Support at the request of families

« As an advisor, I help with the implementation of the new law 79, which has been in force since 1is September, ”she explains. The new law, adopted in the wake of the discovery of hundreds of remains of Indigenous children near residential schools, unlocks all of Quebec’s medical and religious archives. It provides support to indigenous families who are looking for missing family members, or who would like to make exhumation requests in the context of a search for a child. It also makes it possible, with the authorization of the Ministry of Culture, to use penetrating radars to locate remains. According to Anne Panasuk, more than 200 children could be the subject of research under this law.

Another demonstration of the spirit of the time, Lauréanna’s sister, Alice, who is still alive, was taken from her parents when she was born in 1972, in Manawan, to be sent to the Joliette hospital because of ‘disabilities. The following year, a social worker brought Alice back to the village to have them sign an adoption permit, which the parents refused.

The case of Diane Petiquay, in the Atikamekw community of Wemotaci, is even more shocking. Little Diane was sent by plane to La Tuque hospital when she was six months old for pneumonia. At the time, and this was still the case very recently for the communities of the Far North, parents were not allowed to go to the hospital with their child. Diane, who in the meantime became Diane Arviset, because she was adopted, was not reunited with her family until she came of age.

According to his mother’s testimony, it was the Oblate parish priest Jean-Marc Houle, who allegedly sexually assaulted the Natives of the community, who made him sign a child abandonment form claiming that it was a form to obtain care for Diane.

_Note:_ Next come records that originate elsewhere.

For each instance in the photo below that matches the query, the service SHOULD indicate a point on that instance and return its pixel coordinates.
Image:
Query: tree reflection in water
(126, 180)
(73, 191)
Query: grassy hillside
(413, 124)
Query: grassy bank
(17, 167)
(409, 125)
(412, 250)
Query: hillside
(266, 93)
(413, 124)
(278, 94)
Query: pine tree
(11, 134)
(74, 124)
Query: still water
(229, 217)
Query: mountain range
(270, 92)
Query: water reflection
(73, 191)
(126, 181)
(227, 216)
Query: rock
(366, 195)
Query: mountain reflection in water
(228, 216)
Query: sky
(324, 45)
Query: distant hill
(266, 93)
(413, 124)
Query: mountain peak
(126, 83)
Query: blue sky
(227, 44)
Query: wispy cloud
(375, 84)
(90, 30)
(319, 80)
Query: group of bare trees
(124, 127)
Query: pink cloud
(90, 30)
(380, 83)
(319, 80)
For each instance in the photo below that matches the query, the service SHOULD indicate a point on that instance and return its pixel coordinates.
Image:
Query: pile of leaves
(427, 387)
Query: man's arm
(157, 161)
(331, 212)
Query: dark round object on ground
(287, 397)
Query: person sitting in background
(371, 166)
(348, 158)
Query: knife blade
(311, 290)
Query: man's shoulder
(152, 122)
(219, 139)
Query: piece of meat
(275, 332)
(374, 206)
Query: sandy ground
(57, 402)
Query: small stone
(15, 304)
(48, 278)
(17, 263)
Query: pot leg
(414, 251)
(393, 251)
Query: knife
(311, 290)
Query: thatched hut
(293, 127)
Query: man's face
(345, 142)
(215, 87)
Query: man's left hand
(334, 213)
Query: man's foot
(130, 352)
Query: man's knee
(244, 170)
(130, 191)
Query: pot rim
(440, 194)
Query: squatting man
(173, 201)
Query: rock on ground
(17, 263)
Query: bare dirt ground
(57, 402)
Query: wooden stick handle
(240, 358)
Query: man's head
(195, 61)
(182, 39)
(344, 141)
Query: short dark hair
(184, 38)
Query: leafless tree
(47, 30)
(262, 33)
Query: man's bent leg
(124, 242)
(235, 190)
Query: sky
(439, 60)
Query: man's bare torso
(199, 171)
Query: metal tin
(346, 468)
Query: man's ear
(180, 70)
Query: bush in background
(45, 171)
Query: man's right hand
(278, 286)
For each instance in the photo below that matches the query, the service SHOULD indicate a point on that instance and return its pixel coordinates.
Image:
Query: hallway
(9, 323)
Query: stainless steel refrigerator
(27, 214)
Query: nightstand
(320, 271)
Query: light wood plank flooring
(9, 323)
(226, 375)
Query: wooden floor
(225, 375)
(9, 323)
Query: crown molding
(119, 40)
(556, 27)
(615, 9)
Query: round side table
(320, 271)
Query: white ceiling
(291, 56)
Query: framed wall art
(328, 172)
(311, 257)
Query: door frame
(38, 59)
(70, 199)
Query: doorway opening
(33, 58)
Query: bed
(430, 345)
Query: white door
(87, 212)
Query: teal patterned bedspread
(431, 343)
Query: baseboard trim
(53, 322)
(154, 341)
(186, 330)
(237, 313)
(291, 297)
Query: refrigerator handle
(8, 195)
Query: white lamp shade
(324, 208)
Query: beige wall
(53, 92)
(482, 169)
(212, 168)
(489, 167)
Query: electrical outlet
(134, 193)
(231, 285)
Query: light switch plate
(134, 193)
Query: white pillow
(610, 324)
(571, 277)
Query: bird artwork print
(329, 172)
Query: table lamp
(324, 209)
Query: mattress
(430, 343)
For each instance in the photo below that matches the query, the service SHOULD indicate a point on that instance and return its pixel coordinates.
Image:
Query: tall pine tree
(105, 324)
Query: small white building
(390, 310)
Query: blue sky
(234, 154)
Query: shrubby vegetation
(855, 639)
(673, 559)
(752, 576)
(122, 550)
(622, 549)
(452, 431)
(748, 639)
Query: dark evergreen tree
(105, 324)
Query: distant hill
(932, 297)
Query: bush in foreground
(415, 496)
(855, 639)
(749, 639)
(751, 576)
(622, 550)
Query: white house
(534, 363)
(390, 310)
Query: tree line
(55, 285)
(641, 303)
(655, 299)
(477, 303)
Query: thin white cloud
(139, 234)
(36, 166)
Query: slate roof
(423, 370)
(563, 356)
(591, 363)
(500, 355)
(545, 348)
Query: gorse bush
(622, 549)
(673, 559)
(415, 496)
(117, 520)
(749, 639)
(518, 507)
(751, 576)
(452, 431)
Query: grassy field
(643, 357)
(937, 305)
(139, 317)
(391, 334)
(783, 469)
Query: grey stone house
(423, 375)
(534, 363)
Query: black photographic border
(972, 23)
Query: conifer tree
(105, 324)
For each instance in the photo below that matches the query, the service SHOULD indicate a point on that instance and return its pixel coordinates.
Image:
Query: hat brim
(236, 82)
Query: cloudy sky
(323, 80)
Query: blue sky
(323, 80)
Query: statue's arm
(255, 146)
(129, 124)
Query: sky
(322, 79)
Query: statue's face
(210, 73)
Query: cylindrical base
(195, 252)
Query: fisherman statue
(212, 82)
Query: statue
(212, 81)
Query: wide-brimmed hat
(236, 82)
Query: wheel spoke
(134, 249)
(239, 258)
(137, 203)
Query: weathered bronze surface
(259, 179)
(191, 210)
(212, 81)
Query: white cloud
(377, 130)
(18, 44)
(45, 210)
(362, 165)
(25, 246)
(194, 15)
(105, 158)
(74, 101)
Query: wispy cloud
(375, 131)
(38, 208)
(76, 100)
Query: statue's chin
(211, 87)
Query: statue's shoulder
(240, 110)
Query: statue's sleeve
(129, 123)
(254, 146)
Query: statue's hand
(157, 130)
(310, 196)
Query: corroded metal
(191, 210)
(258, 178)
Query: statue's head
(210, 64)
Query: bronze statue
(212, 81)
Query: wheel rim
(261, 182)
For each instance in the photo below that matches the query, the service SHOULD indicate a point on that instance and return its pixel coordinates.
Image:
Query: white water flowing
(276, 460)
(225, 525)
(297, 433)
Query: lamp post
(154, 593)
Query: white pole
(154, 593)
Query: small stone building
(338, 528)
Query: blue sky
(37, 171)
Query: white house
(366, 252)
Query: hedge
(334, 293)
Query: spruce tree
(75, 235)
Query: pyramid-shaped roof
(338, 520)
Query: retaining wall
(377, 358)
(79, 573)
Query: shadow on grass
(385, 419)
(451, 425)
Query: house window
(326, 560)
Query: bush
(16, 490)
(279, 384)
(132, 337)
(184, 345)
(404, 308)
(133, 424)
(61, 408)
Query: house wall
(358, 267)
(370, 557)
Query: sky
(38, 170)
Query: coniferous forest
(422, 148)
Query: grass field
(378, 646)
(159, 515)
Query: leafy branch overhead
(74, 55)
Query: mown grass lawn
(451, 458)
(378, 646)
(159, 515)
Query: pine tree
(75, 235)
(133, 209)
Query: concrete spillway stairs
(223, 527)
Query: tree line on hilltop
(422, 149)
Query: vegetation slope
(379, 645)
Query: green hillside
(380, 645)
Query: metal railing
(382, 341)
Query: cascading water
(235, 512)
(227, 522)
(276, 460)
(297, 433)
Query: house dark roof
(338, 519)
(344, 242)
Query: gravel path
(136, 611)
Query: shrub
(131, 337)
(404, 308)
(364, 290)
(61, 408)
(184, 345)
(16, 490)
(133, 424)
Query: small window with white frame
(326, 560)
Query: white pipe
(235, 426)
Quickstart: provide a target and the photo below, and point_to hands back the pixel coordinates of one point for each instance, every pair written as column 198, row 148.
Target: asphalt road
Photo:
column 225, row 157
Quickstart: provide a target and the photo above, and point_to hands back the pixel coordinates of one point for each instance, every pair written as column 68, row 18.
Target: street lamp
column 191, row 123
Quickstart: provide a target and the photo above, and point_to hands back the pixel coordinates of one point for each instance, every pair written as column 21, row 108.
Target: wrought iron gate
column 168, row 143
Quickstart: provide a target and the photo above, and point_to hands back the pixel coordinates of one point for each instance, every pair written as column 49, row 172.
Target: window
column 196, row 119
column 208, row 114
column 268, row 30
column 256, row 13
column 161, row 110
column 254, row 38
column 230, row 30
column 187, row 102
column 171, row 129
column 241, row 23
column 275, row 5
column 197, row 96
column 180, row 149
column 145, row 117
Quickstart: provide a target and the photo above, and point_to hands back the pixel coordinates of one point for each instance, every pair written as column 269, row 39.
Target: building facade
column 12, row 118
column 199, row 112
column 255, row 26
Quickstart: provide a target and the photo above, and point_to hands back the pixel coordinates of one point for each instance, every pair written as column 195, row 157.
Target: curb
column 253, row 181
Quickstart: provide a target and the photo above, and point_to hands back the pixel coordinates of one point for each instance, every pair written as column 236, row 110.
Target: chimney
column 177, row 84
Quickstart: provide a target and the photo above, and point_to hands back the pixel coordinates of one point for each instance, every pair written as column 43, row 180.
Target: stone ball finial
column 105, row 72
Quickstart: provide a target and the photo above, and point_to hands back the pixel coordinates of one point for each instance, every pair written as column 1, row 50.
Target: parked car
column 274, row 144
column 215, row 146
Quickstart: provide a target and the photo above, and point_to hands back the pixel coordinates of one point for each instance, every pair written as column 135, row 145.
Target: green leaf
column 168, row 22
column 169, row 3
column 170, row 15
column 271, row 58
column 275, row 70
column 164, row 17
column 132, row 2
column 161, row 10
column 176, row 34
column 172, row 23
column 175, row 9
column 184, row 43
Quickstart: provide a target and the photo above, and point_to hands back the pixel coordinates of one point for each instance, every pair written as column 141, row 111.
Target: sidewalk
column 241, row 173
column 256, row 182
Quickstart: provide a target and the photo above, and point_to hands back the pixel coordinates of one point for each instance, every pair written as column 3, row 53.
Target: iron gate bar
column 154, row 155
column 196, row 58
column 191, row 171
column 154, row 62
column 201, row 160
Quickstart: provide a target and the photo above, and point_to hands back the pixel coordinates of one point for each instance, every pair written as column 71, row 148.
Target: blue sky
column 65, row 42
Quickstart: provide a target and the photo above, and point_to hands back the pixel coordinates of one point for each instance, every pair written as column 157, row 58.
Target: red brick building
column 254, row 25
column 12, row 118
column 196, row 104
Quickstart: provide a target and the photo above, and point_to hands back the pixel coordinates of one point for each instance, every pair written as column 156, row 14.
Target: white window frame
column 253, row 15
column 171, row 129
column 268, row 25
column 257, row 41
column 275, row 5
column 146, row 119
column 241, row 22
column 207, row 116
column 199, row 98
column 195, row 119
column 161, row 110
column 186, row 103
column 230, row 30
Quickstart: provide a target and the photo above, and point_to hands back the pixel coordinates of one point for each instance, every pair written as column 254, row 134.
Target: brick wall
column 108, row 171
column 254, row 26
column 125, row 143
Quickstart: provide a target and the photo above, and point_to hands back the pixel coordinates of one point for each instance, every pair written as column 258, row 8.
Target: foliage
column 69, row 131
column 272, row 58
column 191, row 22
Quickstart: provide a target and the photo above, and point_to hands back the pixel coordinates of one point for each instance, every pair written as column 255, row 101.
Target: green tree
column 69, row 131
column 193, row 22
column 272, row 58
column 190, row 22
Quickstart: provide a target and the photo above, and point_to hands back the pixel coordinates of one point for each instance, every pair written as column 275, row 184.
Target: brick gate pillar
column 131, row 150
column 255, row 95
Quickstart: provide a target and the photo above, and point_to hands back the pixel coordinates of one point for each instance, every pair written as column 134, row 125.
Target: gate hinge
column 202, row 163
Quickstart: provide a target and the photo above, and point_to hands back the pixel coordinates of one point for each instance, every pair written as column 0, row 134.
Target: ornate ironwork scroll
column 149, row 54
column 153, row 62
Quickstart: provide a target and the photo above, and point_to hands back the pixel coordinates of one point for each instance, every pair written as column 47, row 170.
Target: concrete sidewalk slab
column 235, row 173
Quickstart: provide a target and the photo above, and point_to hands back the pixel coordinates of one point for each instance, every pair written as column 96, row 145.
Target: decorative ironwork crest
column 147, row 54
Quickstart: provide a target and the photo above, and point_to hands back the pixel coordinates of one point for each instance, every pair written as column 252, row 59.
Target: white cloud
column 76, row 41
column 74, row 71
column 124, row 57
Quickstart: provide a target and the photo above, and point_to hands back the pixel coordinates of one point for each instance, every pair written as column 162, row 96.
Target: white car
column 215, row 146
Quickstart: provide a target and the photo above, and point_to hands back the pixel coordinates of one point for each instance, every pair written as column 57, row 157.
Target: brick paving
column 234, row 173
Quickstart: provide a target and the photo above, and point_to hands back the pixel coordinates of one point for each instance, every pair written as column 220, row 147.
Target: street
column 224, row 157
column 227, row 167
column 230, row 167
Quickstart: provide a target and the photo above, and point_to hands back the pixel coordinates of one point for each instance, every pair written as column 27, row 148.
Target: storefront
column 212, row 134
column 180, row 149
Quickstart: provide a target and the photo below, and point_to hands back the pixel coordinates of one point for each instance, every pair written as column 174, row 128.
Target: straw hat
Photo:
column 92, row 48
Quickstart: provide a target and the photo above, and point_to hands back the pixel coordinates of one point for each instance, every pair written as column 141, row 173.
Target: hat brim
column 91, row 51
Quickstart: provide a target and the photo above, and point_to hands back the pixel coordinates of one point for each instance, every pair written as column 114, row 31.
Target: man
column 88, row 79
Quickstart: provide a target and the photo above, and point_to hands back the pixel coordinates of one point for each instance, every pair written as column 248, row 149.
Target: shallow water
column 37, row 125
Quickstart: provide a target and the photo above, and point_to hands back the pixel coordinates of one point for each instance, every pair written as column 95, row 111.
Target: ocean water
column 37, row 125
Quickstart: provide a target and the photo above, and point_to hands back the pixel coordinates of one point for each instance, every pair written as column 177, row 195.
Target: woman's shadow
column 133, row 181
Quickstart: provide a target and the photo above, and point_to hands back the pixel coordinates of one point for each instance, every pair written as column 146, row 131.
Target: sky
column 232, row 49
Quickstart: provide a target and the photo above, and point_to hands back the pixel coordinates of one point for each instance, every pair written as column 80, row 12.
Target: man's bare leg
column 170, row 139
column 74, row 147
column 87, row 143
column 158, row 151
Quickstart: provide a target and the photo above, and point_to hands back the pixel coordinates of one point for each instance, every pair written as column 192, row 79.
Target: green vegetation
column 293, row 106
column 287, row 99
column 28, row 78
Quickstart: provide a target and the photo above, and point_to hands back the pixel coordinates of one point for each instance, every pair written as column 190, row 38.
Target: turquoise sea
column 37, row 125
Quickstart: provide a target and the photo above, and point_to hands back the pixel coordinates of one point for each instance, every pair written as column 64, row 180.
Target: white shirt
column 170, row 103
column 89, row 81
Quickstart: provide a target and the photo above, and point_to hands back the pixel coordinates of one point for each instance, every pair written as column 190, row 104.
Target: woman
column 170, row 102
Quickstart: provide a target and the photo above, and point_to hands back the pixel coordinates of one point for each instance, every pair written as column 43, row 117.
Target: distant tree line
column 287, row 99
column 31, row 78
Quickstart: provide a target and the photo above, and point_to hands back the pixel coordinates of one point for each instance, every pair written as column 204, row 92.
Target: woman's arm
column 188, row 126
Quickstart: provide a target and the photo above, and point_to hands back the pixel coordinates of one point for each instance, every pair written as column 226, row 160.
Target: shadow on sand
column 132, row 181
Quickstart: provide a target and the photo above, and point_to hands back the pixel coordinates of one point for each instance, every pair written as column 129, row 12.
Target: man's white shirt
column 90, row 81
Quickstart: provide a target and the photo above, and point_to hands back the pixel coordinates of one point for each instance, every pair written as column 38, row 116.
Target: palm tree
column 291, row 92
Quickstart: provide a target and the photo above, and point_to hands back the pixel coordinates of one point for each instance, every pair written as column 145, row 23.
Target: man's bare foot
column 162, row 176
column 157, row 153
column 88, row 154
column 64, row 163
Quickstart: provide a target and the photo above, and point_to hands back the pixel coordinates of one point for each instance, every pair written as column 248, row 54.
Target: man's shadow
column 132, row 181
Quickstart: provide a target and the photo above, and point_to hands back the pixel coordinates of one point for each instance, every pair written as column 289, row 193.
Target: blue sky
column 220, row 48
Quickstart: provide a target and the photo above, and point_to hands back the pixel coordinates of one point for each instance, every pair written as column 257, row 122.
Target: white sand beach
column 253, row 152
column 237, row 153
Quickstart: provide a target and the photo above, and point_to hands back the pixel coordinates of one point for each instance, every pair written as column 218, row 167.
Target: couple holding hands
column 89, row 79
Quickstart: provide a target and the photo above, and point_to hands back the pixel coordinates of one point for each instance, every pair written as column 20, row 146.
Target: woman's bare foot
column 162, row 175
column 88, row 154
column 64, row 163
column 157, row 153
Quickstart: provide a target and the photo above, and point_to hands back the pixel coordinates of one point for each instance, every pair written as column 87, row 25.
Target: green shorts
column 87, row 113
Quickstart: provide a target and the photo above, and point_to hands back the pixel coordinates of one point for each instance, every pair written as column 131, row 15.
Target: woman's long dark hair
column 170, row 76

In an interview, Anne Panasuk also acknowledges that, in some cases, child placement interventions were made in good faith, but in ignorance of Aboriginal realities. “There are cases where the child is sent to the hospital and the parents would not visit him, because they could not afford it. In Wemotaci, the distances are enormous. You had to canoe for two days to get to the railroad. So the children were left behind and it was decided by social services that the child was abandoned, ”she says.

Loss of trustworthy

“We were all over the country and they knew where to find us! »Protests Richard Kistabish in the preface. After decades of tragedies, of families dislocated forever, of hidden traces, should we be surprised that indigenous families no longer trust the official discourse?

“From there, cases pile up in front of me. People now talk to me about abducted children. Children missing for several years, found in foster families, adopted without the informed consent of their parents … These stories fuel the suspicions of other families who have seen their children disappear and keep the mad hope of them. find again, ”writes Anne Panasuk.

Failing to find them alive, families who so wish may finally be able to begin a mourning made impossible by silence.

Auassat, in search of missing indigenous children

Anne Panasuk, Éditions Édito, Montreal, 2021, 192 pages. In bookstores on September 29.